Willie G.(in his youth above) is 78-years-old, suffers from Type 2 Diabetes, and has worn hearing aids in both ears for the last 25 years. He is the grandson of company founder William A. Davidson and he has been the most visible and best liked of the motor companies executives for three decades. He has been the face of the last remaining major American motorcycle company since 1981 when a group of 13 Harley executives led by Vaughn Beals Willie G. bought the failing company from AMF for $75 million.

In an interview in 2008 Willie G. diplomatically said, “Well, AMF was a very diversified company, and they had developed a huge product portfolio, including a lot of recreational equipment, and it turns out in the end that they didn’t really understand what this business is all about – how capital intensive it is, and most importantly, they didn’t understand the customer.”

The Motor Company Speaks

The Harley press release that announced Davidson’s retirement last Friday quoted Willie G. as saying “Throughout my life, I have been truly fortunate to have the opportunity to marry my passion for design with my love for this amazing brand that runs so deeply in my veins. What’s most rewarding has been to see the impact our motorcycles have on the lives of our customers. Everything we do in styling is based on the notion that form follows function, but both report to emotion.”

Davidson had previously told an interviewer “The R word (meaning retirement) has never been my great desire. A lot of people count the hours until they can pull the plug. To me, it would be a reverse situation – it would kind of be going from something really exciting to maybe too much free time.”


William “Willie” G. Davidson earned a degree in art from the University of Wisconsin before attending the Art Center College of Design in Pasadena. While he lived in California he developed a life-long interest in custom motorcycles but went to work for the Ford Motor Company as a designer after college.

He joined the Harley-Davidson Design Department in 1963 and annoyed his bosses with they considered to be “impractical” designs. His first bike to make it into production was the FX Super Glide. The bike proved popular and Willie G. was promoted to Vice-President of styling in 1969. More recently he designed the V-Rod.

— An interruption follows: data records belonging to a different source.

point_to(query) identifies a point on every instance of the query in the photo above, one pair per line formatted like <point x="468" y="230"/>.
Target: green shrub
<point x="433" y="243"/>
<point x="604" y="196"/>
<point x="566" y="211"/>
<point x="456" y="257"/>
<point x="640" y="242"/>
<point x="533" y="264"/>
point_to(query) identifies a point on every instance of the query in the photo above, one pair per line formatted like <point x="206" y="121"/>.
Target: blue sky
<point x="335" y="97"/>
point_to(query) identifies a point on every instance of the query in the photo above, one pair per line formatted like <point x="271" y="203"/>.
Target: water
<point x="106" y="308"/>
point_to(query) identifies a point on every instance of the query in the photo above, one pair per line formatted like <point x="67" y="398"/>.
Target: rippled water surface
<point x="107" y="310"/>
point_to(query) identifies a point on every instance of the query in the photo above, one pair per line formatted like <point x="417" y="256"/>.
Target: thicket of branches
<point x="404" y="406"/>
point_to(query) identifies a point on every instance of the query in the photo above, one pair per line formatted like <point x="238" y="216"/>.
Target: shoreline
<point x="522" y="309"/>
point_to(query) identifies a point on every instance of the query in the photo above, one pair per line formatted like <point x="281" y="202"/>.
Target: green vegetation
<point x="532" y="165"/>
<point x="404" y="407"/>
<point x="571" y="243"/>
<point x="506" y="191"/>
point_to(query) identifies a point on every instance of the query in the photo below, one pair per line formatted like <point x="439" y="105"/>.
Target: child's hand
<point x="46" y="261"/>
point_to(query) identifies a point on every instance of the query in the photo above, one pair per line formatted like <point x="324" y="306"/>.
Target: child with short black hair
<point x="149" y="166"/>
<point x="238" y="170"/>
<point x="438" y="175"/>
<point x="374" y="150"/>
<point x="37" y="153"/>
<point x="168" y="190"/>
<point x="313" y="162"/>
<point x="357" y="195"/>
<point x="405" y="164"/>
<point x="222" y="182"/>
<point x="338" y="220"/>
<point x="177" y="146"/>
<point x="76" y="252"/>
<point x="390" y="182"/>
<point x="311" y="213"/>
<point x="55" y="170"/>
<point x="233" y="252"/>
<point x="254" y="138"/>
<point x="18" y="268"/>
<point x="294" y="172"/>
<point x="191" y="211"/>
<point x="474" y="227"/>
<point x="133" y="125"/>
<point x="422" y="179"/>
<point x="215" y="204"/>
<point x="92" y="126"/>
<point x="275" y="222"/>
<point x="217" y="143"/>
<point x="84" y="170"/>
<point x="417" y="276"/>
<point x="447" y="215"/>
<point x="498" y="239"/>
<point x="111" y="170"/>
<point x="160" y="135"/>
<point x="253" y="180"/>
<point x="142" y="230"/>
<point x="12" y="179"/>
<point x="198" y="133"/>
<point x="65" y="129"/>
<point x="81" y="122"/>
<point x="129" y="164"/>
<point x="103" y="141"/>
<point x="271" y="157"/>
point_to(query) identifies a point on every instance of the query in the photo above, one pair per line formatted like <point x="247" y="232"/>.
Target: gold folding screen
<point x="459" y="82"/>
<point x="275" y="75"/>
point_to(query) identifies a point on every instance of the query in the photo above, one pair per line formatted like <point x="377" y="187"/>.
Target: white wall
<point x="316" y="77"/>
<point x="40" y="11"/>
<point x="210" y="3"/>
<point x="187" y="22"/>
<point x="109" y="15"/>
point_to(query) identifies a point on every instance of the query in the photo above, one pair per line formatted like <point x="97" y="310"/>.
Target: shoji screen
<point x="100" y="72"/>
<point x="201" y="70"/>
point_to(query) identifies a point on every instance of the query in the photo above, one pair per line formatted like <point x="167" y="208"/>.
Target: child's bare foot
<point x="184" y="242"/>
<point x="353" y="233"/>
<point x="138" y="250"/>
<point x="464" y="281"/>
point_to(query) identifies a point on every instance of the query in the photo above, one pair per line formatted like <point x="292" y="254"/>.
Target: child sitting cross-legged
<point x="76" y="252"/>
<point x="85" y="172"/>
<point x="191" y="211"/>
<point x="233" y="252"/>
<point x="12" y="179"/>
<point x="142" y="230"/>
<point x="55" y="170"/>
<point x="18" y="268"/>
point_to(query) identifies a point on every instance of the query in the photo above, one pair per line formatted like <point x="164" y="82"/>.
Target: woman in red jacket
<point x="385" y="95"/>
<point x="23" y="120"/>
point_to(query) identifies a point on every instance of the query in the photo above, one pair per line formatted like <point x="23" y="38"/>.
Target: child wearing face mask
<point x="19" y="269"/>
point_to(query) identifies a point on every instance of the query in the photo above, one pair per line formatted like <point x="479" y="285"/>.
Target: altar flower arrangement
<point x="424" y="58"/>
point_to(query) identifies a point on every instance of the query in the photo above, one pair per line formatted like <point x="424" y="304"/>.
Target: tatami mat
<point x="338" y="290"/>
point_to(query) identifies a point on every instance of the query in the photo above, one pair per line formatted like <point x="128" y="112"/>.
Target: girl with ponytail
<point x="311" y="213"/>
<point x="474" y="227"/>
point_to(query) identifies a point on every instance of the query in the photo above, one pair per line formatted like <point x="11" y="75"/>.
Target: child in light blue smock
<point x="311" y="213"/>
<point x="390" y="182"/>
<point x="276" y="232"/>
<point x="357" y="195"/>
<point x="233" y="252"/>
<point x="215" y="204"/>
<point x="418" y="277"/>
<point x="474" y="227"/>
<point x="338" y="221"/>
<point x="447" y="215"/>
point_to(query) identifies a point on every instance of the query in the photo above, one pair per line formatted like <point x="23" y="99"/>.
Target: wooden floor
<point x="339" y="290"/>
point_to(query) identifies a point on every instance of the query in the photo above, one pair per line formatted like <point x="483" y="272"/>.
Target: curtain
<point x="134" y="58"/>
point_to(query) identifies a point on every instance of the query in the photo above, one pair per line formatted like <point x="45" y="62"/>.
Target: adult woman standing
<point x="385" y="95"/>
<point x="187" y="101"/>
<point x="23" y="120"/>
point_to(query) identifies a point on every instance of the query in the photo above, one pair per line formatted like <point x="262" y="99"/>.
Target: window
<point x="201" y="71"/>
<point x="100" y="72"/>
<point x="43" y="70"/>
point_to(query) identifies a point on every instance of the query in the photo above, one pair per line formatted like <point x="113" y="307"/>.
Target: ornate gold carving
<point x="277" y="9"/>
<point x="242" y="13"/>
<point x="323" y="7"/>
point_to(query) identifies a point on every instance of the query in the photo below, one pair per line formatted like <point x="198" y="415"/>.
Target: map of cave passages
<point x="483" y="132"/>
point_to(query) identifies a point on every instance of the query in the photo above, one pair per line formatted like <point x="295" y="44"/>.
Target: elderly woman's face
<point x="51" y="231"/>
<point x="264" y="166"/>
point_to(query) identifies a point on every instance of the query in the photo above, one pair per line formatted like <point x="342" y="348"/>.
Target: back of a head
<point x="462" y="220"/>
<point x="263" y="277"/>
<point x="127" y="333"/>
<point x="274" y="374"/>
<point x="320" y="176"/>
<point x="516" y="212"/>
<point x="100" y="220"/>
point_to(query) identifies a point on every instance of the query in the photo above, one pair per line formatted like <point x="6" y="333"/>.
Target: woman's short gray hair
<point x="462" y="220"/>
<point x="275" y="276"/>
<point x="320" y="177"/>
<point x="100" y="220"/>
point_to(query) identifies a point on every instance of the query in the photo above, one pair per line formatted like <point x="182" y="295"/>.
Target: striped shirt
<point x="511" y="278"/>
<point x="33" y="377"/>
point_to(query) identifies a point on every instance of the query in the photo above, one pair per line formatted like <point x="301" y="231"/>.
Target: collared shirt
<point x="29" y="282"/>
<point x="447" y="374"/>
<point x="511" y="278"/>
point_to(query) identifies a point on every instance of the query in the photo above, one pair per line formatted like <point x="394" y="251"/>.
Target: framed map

Current Harley CEO Keith Wandell was quoted in the company’s statement as saying, “Few individuals have the kind of impact on an organization, a brand and a lifestyle that Willie G. has had. Everyone with a love for motorcycles owes a great deal to his vision and talent, and all of us have been blessed by his presence. His legacy will continue to grow, thanks to the talent he has nurtured in the Harley-Davidson styling studio.”

Willie G., who at least a tenth of all Harley riders have probably met, said, “I look forward to spending time with riders at rallies and to my involvement in special design projects.”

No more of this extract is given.